In the seminal book The Balanced Scorecard: Translating Strategy Into Action, authors Robert S. Kaplan and David P. Norton emphasize a critical, but in many cases overlooked, point from the internal business process perspective. Kaplan and Norton highlight that “…the process of deriving objectives and measures for the internal-business-process represents one of the sharpest distinctions between the Balanced Scorecard and traditional performance measurement systems…” On one hand, generally, traditional performance measurement systems only address improvement of existing processes, with a limiting set of existing measurements, such as month-to-month variance analysis reports, versus revealing new processes. On the other hand, the balanced scorecard approach aims to create game-changing opportunities for new business processes, such as construction Enterprise Quality Management (EQM) coupled with mobile-enabled construction field operations.
Emerging from the explicit strategies of EQM, new construction field processes are sequential, from the top-down at the home office or head office, as opposed to from the bottom-up at the project or job level, in the construction industry. In many cases, in traditional construction management organizational structures, construction projects operate as semi-autonomous business units and independent profit-and-loss (P&L) centers, somewhat disconnected from the home office or head office from both geographical and operational perspectives. Quality, yield, throughput and cycle time processes and measurements may be engineered to a limited degree at the project level with the aim to improve the quality of the work put in place, to conform to the contract documents and specifications, to minimize rework –work put in place incorrectly the first time, and to reduce cycle and turnaround times to complete or correct non-conformant or deficient work.
Regrettably, traditional performance measurement systems aim to improve performance in a piecemeal fashion, project by project, process by process, trade by trade, as opposed to an integrated business process approach, across projects, processes and trades or scopes of work. As part of the EQM methodology, quality assurance and quality control connects to both upstream and downstream processes in the integrated construction operations value system, with materials management, field reporting, issue tracking, work listing, punchlisting and commissioning, as some examples. Again, performance measures on existing processes, or re-engineered processes, generally cause local improvements only, limited in duration and in scope to the project-level only. After all, the construction industry is project-centric.

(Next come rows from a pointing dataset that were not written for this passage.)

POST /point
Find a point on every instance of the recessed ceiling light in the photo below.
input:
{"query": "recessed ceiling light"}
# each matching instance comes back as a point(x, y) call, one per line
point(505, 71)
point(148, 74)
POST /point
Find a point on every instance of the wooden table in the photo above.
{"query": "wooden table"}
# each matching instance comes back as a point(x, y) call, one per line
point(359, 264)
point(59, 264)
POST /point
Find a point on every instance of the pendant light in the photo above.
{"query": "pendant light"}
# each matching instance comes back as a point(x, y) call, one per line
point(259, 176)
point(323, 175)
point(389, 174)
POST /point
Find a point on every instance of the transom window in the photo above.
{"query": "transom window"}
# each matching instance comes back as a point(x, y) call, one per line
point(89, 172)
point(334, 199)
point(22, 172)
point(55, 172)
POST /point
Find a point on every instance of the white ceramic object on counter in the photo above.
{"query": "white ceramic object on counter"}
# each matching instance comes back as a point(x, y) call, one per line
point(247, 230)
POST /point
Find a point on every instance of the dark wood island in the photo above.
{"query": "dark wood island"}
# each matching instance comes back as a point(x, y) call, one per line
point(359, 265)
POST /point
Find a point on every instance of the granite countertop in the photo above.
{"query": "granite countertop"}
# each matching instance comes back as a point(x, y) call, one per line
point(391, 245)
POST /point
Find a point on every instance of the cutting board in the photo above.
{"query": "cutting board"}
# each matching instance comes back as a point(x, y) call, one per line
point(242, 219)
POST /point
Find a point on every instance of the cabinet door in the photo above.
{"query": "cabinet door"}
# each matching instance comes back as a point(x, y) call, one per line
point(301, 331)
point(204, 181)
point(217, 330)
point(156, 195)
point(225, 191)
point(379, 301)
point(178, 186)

Performance measures and re-engineered processes for one project only may or may not be ported from one project to the next, after the fact. In turn, performance measures and re-engineered processes for one project only may not be completely relevant, as contract requirements, trade contractors and vendors generally change from project to project. Document-centric information is locked in file folders at the project level, and cannot be leveraged as knowledge across projects and at the corporate level.
An integrated approach at the corporate level is critical for construction EQM, to measure performance and optimize processes. Kaplan and Noton assert, through the balanced scorecard methodology, that financial and non-financial performance measures for existing business processes will not lead to major improvements in overall performance. Creating new business processes, such as mobile-enabled construction field operations, is a key to shaping overall success. Success translates to differentiating service offerings, gaining a competitive advantage, and driving owner and client satisfaction and retention for follow-on projects in the future.
Now, with data driven construction management, as opposed to the traditional and outmoded document driven construction management, Enterprise Quality Management (EQM) enables construction managers, directors and executives to leverage new construction field operations to measure operational performance at the point of construction, across the distributed environments of the job sites. Analytical reporting in right-time, via web-based dashboards, charts and graphs, at the corporate level, drives new processes in the field at the project level. Successful construction EQM is an integrated approach at the corporate level, crossing the traditional boundaries in construction of project-centric units and connecting its parallel but sometimes divergent field processes.